In recent years, Sarid lost all hope that he would live to see the left restored to its glory days. He watched with deep regret the results of the last elections, which almost voted his party — the only one in Israel whose banner carries the combination of “leftist” and “Zionist” — out of the Knesset. Like many of his fellow travelers, he could not stand the delegitimization and demonization conducted by the right, with Prime Minister Benjamin Netanyahu at its head, against anyone opposed to the policies of occupation and settlements. He, too, was left helpless as the waves of hatred swept up Jews and Arabs, forcing them to live on their swords. He watched with anguish as Israel was turned into an outcast, even among its best friends — and his best friends — in the world.

Sarid was a living embodiment of the kind of life we, the public, could have had — Israel’s Jewish and Arab citizens. A life of partnership, equal rights and education for peace. Sometimes I imagine how Israel might have looked had Sarid headed the government. There is not a single person in government, including its head, as gifted, honest and wise as Sarid was. How many wars would we have been spared? How much suffering would have been prevented for the two peoples unable to live in peace with no one to separate them from death?

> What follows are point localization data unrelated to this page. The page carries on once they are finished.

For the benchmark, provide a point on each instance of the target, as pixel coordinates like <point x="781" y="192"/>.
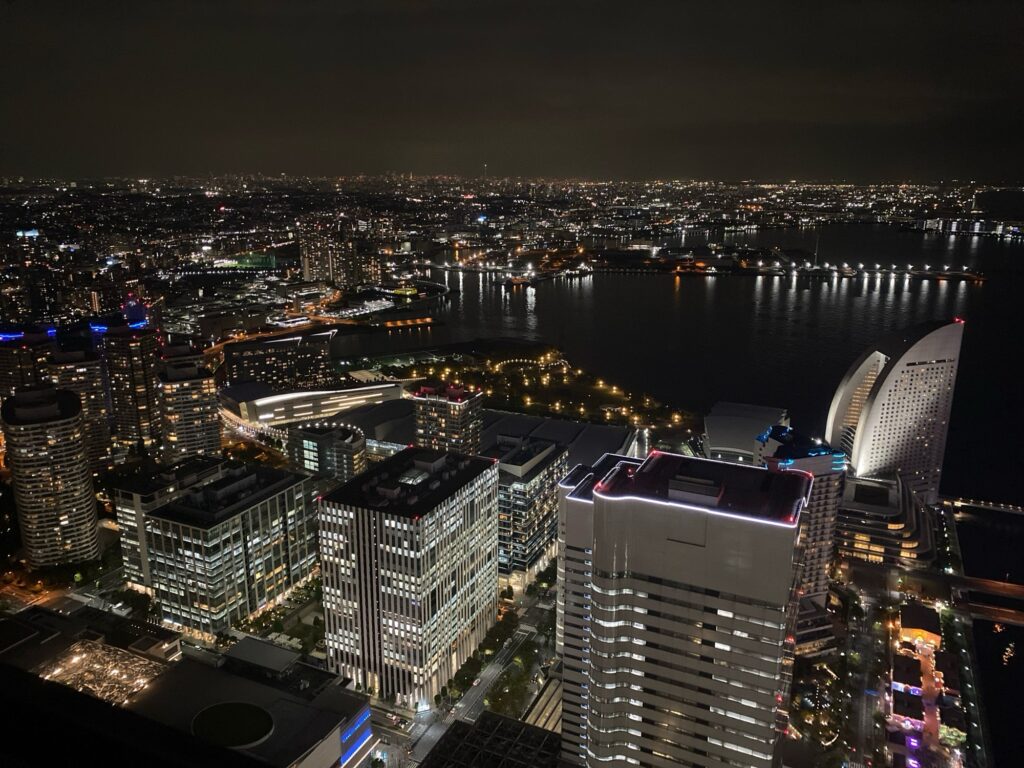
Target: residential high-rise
<point x="53" y="495"/>
<point x="677" y="606"/>
<point x="137" y="495"/>
<point x="409" y="554"/>
<point x="328" y="450"/>
<point x="784" y="448"/>
<point x="891" y="412"/>
<point x="528" y="471"/>
<point x="229" y="548"/>
<point x="189" y="413"/>
<point x="131" y="364"/>
<point x="23" y="360"/>
<point x="82" y="372"/>
<point x="449" y="418"/>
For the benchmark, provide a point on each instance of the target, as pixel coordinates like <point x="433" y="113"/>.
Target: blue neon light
<point x="355" y="748"/>
<point x="355" y="726"/>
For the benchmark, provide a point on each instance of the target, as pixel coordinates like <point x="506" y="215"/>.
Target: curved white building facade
<point x="891" y="412"/>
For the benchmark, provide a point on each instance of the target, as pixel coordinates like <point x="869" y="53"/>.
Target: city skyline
<point x="664" y="90"/>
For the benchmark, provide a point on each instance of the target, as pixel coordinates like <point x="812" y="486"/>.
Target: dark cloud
<point x="630" y="89"/>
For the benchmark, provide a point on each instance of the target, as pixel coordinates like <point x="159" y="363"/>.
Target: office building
<point x="137" y="495"/>
<point x="891" y="412"/>
<point x="229" y="548"/>
<point x="331" y="451"/>
<point x="731" y="430"/>
<point x="677" y="604"/>
<point x="785" y="448"/>
<point x="46" y="454"/>
<point x="885" y="521"/>
<point x="23" y="360"/>
<point x="189" y="413"/>
<point x="528" y="471"/>
<point x="131" y="364"/>
<point x="449" y="418"/>
<point x="82" y="373"/>
<point x="284" y="363"/>
<point x="409" y="555"/>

It is customary to say (quoting Israel's national poet Haim Nachman Bialik's poem, “Should Your Soul Wish to Know”) of soldiers killed on the battlefield that “in death they willed us life.” In death, Sarid willed the lovers of peace, democracy and integrity, those who walked in his footsteps for years, a continued struggle for Israel’s well-being, for its enlightenment and yes, also for its security. Go in peace, friend.